I really wonder – and I don’t say this glibly or with ill will -why any man buys Loaded any more. (And with its latest ABC down 9 per cent, fewer and fewer are. Loaded now sells almost half of its 500,000 heyday.) Why not buy porn if you want T&A? Or if you want gags, disgusterama pictures or crazy stag wheezes, get slicker FHM.

Zoo and Nuts have plenty of girls and gross-outs – topical ones too, with a bluff male take on Heat-esque gossip.

And TV pages! Nuts is much improved since its launch issue, with greater wit and pace and less lurid design.

Moreover, it has not made Zoo’s grave error of sacrificing the weekend sports coverage for an earlier on-sale day.

With Nuts selling more than 200,000 and Zoo more than 150,000, insiders say it is Loaded, more than any other men’s titles, that will reveal a heavy kicking in July.

Meanwhile Loaded editor Martin Daubney is gamely trying to recreate the mad old James Brown days when staff erected a shed on the office roof (wild!) or fed paintball pellets to cleaners (crayzee!).

Daubney’s staff, he claims, go drinking, return to work at 11.30pm, then kip in the office in sleeping bags.

Isn’t that trying way too hard?
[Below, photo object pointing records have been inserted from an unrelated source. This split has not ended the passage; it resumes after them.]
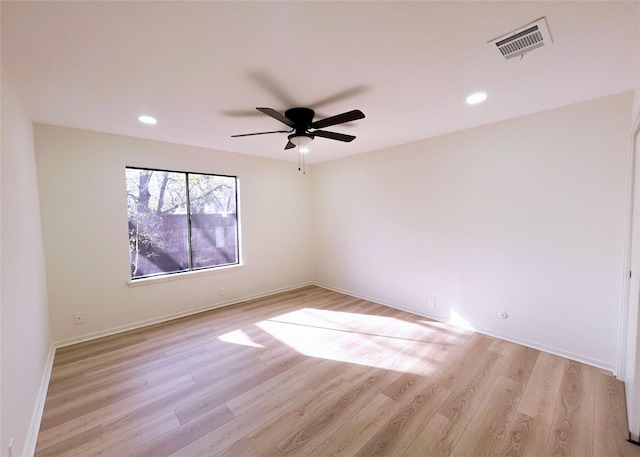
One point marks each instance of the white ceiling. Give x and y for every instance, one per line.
x=201, y=68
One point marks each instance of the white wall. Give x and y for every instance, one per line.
x=26, y=339
x=82, y=189
x=526, y=216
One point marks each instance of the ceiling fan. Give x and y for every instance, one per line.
x=303, y=129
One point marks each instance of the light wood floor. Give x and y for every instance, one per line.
x=314, y=373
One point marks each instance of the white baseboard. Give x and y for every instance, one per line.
x=532, y=344
x=36, y=417
x=169, y=317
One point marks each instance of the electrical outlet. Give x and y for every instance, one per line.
x=78, y=318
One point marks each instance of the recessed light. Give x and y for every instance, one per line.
x=476, y=98
x=150, y=120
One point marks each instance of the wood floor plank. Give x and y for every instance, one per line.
x=541, y=394
x=572, y=428
x=315, y=373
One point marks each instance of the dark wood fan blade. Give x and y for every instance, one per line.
x=260, y=133
x=338, y=119
x=276, y=115
x=334, y=136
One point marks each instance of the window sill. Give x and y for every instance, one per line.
x=176, y=276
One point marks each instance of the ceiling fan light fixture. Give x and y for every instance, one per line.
x=301, y=140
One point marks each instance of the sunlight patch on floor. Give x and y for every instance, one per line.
x=239, y=337
x=376, y=341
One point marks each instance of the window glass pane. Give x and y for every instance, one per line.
x=158, y=224
x=214, y=224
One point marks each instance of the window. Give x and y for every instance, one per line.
x=180, y=221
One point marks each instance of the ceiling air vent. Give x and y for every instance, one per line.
x=523, y=40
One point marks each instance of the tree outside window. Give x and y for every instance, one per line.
x=180, y=221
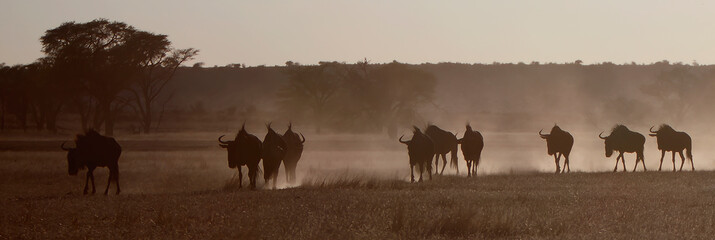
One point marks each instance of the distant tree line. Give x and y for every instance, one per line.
x=358, y=97
x=93, y=69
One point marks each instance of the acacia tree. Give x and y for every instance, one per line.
x=157, y=63
x=387, y=94
x=358, y=97
x=104, y=59
x=678, y=90
x=312, y=88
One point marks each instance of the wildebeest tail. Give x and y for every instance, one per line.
x=689, y=151
x=454, y=159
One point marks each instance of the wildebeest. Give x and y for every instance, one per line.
x=94, y=150
x=472, y=145
x=245, y=149
x=420, y=149
x=273, y=151
x=294, y=151
x=673, y=141
x=624, y=140
x=444, y=142
x=559, y=143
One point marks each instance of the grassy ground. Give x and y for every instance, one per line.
x=580, y=205
x=184, y=189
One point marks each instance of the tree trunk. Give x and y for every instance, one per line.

Shouldn’t Loaded represent the lifestyle young guys actually lead, not some forced and fevered journo fantasy? Stunts and daring are a big part of Daubney’s manifesto to attract readers.

This month two guys give themselves enemas with strong lager and another bungee jumps into flaming napalm.

But frankly I don’t believe either of these picture stories and I doubt readers will either. Anyway, you can watch MTV’s Jackass crew eat vomit omelettes or cover themselves in jellyfish for real.

Stunts are easy to fake, but intelligence cannot be feigned. That moment in publishing history when the men’s market lay open for the taking is long gone. And Daubney is no Brown. Though it would take more than the acumen of even Mr IFG at the height of his powers to turn around his creation now.

Happy birthday, Loaded. You were once the handsome bar-room wag that everyone wanted to drink with. When did you become so sour and dull and sleazy? 

Janice Turner is a columnist for The Times and former editor of That’s Life! and Real.